Nasza flota ograniczyła swój nakład połowowy, zarówno poprzez zmniejszenie TAC, jaki i ograniczenie zdolności połowowych i utworzenie stref chronionych.
W odniesieniu do tych gatunków pojawiają się także inne kwestie, takie jak adekwatność systemu TAC i kwot do celów zrządzania tymi zasobami, co jest bardzo trudne do ustalenia z uwagi na to, że mamy tu do czynienia z łowiskami mieszanymi.
Inną kwestię stanowi konieczność uporania się z problemem odrzutów poprzez lepsze zarządzanie na tym obszarze. Kolejnym problemem wymagającym rozwiązania jest zarządzanie nakładem połowowym, ponieważ Komisja popełniła błąd uwzględniając w definicji statków objętych koniecznością posiadania specjalnych zezwoleń wszystkie statki posiadające dalekomorskie zezwolenie połowowe, co spowodowało znaczne zamieszanie.
Panie przewodniczący, panie i panowie! Chciałabym teraz wysłuchać uwag państwa, a także pana komisarza, po czym przedstawię wnioski.
Joe Borg, komisarz. − Panie przewodniczący!
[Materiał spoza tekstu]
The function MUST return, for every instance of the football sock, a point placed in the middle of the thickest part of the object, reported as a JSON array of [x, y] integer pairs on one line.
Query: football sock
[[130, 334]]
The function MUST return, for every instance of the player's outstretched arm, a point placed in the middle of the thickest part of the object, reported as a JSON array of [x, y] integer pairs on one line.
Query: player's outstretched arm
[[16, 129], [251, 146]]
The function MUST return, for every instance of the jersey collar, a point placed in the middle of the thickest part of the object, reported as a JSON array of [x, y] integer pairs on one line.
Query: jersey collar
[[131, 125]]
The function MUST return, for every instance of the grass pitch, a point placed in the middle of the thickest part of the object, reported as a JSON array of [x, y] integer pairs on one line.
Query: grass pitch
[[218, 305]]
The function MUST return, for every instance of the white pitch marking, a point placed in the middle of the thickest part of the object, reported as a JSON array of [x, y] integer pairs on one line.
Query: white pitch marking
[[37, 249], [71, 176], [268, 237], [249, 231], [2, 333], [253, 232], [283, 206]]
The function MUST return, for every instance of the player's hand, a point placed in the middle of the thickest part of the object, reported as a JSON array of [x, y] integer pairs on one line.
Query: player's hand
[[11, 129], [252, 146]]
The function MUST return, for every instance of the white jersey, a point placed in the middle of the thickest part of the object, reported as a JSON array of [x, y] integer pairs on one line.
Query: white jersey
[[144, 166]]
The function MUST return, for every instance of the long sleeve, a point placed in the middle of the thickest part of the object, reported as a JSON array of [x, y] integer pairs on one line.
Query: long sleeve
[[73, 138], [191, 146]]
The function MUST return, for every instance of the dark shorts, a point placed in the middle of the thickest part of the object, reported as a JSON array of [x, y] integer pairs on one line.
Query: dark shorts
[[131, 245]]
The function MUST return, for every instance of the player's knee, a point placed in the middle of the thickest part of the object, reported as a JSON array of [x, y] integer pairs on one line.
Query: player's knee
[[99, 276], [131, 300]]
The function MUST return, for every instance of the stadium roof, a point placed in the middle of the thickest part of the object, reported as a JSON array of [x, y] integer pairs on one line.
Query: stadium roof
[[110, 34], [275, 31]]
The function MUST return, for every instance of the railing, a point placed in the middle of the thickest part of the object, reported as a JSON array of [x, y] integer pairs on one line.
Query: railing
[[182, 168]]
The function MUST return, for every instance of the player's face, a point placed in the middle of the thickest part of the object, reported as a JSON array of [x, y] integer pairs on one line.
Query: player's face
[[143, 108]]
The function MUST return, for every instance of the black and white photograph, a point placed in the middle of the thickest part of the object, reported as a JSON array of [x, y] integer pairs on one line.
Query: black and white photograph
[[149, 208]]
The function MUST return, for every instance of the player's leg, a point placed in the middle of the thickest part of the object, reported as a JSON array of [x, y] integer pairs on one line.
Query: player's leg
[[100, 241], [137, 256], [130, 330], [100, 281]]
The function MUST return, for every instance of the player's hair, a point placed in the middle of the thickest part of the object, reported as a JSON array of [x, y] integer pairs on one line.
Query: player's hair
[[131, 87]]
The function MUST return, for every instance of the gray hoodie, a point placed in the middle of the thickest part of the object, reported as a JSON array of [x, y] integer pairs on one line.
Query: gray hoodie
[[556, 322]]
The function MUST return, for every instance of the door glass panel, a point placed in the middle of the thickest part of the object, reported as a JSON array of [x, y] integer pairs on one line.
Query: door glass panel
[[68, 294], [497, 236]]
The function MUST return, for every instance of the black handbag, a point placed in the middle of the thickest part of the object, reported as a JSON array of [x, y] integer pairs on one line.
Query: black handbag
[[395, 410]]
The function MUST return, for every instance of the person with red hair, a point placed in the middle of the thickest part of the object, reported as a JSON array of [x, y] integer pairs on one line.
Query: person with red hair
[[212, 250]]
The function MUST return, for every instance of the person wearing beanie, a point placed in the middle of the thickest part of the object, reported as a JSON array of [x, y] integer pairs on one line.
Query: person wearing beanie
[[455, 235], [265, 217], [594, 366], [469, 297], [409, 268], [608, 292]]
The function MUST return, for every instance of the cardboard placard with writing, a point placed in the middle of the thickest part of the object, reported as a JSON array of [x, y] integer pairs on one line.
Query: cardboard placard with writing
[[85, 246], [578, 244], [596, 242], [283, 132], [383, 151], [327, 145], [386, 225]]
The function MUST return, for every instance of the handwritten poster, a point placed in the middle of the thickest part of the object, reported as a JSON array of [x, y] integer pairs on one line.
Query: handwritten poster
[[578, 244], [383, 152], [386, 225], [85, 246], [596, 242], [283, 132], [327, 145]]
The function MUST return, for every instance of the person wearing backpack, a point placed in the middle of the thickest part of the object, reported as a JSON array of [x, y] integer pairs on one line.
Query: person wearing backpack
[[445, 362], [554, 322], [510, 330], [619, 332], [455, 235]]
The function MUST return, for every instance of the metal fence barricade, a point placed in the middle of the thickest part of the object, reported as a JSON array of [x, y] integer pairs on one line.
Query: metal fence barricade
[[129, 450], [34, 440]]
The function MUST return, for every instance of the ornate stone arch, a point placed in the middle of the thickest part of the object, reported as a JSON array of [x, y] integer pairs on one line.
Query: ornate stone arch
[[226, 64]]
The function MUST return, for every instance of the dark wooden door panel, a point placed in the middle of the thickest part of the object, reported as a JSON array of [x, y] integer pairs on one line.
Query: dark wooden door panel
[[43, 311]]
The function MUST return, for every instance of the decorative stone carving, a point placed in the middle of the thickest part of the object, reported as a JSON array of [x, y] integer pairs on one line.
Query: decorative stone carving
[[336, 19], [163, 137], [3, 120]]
Po pierwsze, w odpowiedzi na wypowiedź posła Stevensona i posłanki Miguélez Ramos odnośnie do czasu debat, muszę podkreślić, że Komisja – z szacunkiem i bez zastrzeżeń – akceptuje czas debat wyznaczony przez Parlament.
Proszę pozwolić, że podziękuję sprawozdawczyni, pani Miguélez Ramos, i wszystkim członkom Komisji Rybołówstwa za bardzo dogłębne sprawozdanie.
Jak wiadomo, UE jest ważną zainteresowaną stroną w połowach dalekomorskich. Wśród głównych państw członkowskich, które mają udział w tym sektorze, znajdują się Estonia, Francja, Hiszpania, Irlandia, Litwa, Łotwa, Polska i Portugalia. Ich wyładunki stanowią największą na świecie zgłoszoną liczbę połowów.
Ogółem społeczno-gospodarcze znaczenie wspólnotowych flot pełnomorskich stosujących sprzęt przydenny jest relatywnie niewielkie w porównaniu z całym sektorem unijnego rybactwa. Jednak w niektórych krajach i regionach - zwłaszcza w Hiszpanii i Portugalii - sektor ten ma istotny wkład w połowy, zatrudnienie i wartość dodaną na szczeblu lokalnym.
Połowy pełnomorskie rozpoczęto pod koniec lat siedemdziesiątych XX w., a ich szybki rozwój nastąpił począwszy od lat dziewięćdziesiątych na skutek trzech czynników. Po pierwsze, w latach siedemdziesiątych XX w. doszło do znacznego obniżenia wielkości dopuszczalnych połowów w płytszych wodach z powodu wyczerpania zasobów i rozszerzenia krajowej jurysdykcji na mocy Konwencji Narodów Zjednoczonych o prawie morza. Po drugie, wysoka wartość niektórych gatunków głębinowych i, po trzecie, postęp w zakresie technologii umożliwiający połowy na większych głębokościach.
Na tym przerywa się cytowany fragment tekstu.